Is $([P \wedge (\sim Q)] \Rightarrow Q) \Rightarrow P \vdash P$ a theorem in propositional logic? By constructing truth tables, I have found that $([P \wedge (\sim Q)] \Rightarrow Q) \Rightarrow P \vdash P$.
In attempting to prove it, so far I have:
$1 \: (1) \: ([P \wedge (\sim Q)] \Rightarrow Q) \Rightarrow P$ [Assumption]
$2 \: (2) \: [P \wedge (\sim Q)] \Rightarrow Q$ [Assumption]
$3 \: (3) \: P \wedge (\sim Q)$ [Assumption]
$3 \: (4) \: P$ [$\wedge E$, 3]
$3 \: (5) \: \sim Q$ [$\wedge E$, 3]
$2, 3 \: (6) \: Q $ [MP 2, 3]
However, it seems to me that it is cannot be a theorem since $P \wedge (\sim Q)$ cannot imply $Q$.
Is this a theorem, and if so, how can it be proven?
 A: Using standard rules of propositional logic, we have:
$$\begin{equation} \begin{aligned}
(P \land (\sim Q)) \Rightarrow Q
&\equiv \ \sim (P \land (\sim Q) \land (\sim Q)) \\[6pt]
&\equiv \ \sim (P \land (\sim Q)) \\[6pt]
&\equiv \ (\sim P) \lor Q. \\[6pt]
\end{aligned} \end{equation}$$
Hence, we have:
$$\begin{equation} \begin{aligned}
((P \wedge (\sim Q)) \Rightarrow Q) \Rightarrow P
&\equiv \ ((\sim P) \lor Q) \Rightarrow P \\[6pt]
&\equiv \ \sim (((\sim P) \lor Q) \lor (\sim P)) \\[6pt]
&\equiv \ \sim ((\sim P) \lor Q) \\[6pt]
&\equiv \ P \land (\sim Q). \\[6pt]
\end{aligned} \end{equation}$$
Thus, your statement boils down to $(P \land (\sim Q)) \vdash P$, which is indeed a theorem.
A: 
However, it seems to me that it is cannot be a theorem since $P∧(∼Q)$cannot imply $Q$.

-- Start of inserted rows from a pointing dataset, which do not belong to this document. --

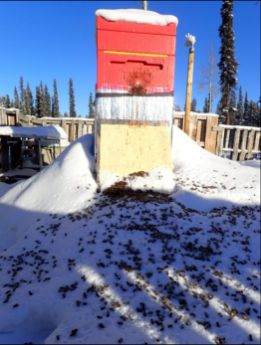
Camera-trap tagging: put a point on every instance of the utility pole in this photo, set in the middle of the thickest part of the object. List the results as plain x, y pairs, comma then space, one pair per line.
190, 41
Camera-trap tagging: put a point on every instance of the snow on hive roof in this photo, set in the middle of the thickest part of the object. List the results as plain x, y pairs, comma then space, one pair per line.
137, 16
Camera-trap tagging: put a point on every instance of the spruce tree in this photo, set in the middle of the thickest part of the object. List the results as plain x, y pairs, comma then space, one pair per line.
29, 107
72, 111
55, 101
47, 101
227, 64
16, 98
240, 108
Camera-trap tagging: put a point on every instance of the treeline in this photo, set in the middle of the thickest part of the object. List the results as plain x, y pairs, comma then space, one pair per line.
243, 111
41, 103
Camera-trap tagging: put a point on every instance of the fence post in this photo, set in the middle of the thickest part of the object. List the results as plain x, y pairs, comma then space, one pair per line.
211, 133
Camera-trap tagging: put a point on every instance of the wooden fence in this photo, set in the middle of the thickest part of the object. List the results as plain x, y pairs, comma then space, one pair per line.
73, 127
233, 142
202, 128
238, 142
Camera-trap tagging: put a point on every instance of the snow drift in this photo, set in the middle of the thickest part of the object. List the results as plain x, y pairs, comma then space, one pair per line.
82, 267
65, 186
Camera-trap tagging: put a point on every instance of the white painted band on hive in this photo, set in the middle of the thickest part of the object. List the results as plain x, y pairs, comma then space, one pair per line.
137, 16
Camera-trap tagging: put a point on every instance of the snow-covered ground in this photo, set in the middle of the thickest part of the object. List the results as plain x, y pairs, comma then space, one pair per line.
80, 266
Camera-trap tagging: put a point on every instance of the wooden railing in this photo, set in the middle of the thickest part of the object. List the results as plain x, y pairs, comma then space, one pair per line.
202, 128
73, 127
233, 142
238, 142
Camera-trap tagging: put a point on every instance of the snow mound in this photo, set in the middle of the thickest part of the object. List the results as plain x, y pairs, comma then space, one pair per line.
217, 179
87, 268
64, 186
137, 16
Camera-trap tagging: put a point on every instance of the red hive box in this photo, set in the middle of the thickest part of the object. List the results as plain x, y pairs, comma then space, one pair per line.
135, 58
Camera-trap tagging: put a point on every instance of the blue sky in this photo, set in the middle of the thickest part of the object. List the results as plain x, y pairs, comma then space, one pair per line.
43, 40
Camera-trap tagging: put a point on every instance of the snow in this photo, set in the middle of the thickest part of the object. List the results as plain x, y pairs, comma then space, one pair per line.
190, 40
80, 266
50, 132
137, 16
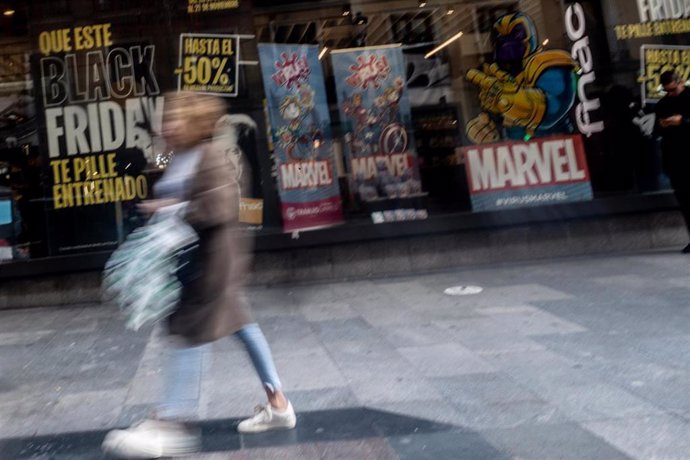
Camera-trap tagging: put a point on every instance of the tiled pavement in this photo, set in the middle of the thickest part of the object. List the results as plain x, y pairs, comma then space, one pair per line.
584, 358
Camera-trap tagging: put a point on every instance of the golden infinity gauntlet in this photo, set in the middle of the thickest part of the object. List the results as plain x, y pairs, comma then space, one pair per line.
501, 95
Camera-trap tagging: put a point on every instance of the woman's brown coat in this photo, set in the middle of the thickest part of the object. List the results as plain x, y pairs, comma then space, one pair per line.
213, 304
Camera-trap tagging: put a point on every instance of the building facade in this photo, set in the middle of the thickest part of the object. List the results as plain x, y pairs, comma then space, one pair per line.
346, 116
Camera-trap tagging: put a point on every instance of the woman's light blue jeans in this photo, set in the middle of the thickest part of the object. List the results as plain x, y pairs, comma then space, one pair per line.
183, 373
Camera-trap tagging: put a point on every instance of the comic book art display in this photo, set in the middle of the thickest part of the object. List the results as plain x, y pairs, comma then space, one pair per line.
301, 136
527, 91
375, 111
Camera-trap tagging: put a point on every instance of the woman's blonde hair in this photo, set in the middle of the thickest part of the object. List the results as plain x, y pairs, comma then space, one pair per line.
199, 111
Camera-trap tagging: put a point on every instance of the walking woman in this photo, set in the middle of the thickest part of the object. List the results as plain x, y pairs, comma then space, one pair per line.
212, 304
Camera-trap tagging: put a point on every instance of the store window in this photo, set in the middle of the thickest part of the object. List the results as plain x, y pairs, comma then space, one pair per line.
385, 111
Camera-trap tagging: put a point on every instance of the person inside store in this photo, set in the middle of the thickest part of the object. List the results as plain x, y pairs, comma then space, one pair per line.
673, 125
212, 305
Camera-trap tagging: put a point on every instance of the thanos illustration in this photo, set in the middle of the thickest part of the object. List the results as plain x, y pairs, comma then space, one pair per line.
527, 91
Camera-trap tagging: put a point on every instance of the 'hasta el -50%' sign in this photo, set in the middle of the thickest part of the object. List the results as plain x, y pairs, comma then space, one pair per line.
208, 64
657, 59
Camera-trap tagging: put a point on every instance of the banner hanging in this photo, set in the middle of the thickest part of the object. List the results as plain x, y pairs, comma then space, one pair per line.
301, 132
375, 110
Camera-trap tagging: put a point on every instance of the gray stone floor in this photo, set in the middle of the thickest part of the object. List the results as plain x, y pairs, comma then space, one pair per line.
585, 358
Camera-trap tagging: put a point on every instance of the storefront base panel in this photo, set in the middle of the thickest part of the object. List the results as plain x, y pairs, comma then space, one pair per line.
625, 233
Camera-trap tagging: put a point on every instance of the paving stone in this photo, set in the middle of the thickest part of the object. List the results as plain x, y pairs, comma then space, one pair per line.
445, 360
563, 441
308, 370
323, 398
661, 436
597, 402
458, 445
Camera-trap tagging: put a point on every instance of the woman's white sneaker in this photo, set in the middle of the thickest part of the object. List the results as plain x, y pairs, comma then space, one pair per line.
267, 418
152, 439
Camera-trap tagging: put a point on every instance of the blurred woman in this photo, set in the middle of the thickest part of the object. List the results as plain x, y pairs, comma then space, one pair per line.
202, 184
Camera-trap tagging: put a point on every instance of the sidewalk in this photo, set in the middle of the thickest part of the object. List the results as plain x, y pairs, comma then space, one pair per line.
585, 358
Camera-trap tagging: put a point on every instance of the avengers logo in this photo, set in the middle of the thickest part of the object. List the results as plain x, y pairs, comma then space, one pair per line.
394, 139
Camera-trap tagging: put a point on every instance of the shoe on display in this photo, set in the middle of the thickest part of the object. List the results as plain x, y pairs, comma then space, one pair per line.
152, 439
267, 418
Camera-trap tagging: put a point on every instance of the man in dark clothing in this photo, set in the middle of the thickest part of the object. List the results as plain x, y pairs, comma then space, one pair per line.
673, 125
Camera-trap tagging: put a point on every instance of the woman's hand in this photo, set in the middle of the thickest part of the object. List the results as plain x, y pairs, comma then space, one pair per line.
675, 120
148, 207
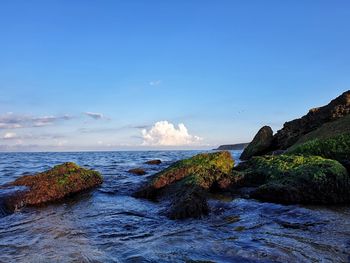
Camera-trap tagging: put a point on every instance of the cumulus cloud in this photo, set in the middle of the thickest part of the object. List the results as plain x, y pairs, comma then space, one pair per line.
13, 121
155, 82
164, 133
94, 115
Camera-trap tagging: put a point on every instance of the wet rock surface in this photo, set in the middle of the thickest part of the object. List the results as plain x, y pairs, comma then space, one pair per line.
52, 185
137, 171
192, 178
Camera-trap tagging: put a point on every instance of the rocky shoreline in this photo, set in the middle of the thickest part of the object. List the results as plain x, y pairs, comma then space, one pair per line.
306, 162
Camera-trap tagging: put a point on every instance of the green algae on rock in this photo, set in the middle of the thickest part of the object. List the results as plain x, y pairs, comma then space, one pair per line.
188, 182
60, 181
204, 169
295, 179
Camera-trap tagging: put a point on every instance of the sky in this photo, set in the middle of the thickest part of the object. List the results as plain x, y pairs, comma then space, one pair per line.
154, 74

Hint:  It can when you have already assumed $\lnot P$ for a proof by reduction to absurdity.
Start here:
$1. ~((P\land\lnot Q)\to Q)\to P\hspace{10ex}\text{Premise}
\\\quad 2. ~\lnot P\hspace{26ex}\text{Assumption}
\\\qquad 3. ~(P\land\lnot Q)\hspace{17.5ex}\text{Assumption}
$
A: You know you can do truth tables in propositional logic right?  To establish $Y(P, Q) \vdash X$ :
$$\begin{array} {ll}
Y \\
\quad P & \text{assumption} \\
\quad \quad Q & \text{assumption} \\
\quad \quad \vdots  \\
\quad \quad X  \\ \\
\quad \quad \lnot Q & \text{assumption} \\
\quad \quad \vdots  \\
\quad \quad X  \\ \\
\quad Q \lor \lnot Q & \text{LEM} \\
\quad X & \text{or elimination} \\\\
\quad \lnot P & \text{assumption} \\
\quad \quad Q & \text{assumption} \\
\quad \quad \vdots  \\
\quad \quad X  \\ \\
\quad \quad \lnot Q & \text{assumption} \\
\quad \quad \vdots  \\
\quad \quad X  \\ \\
\quad Q \lor \lnot Q & \text{LEM} \\
\quad X & \text{or elimination} \\ \\
P \lor \lnot P & \text{LEM} \\
X & \text{or elimination} \\
\end{array}$$
Every $\vdots$ is just a row from the truth table.  Your $Y(P, Q)$ is $((P \land \lnot Q)  \to Q) \to P$ and your $X$ is $P$.  You don't need all these tricky tricks.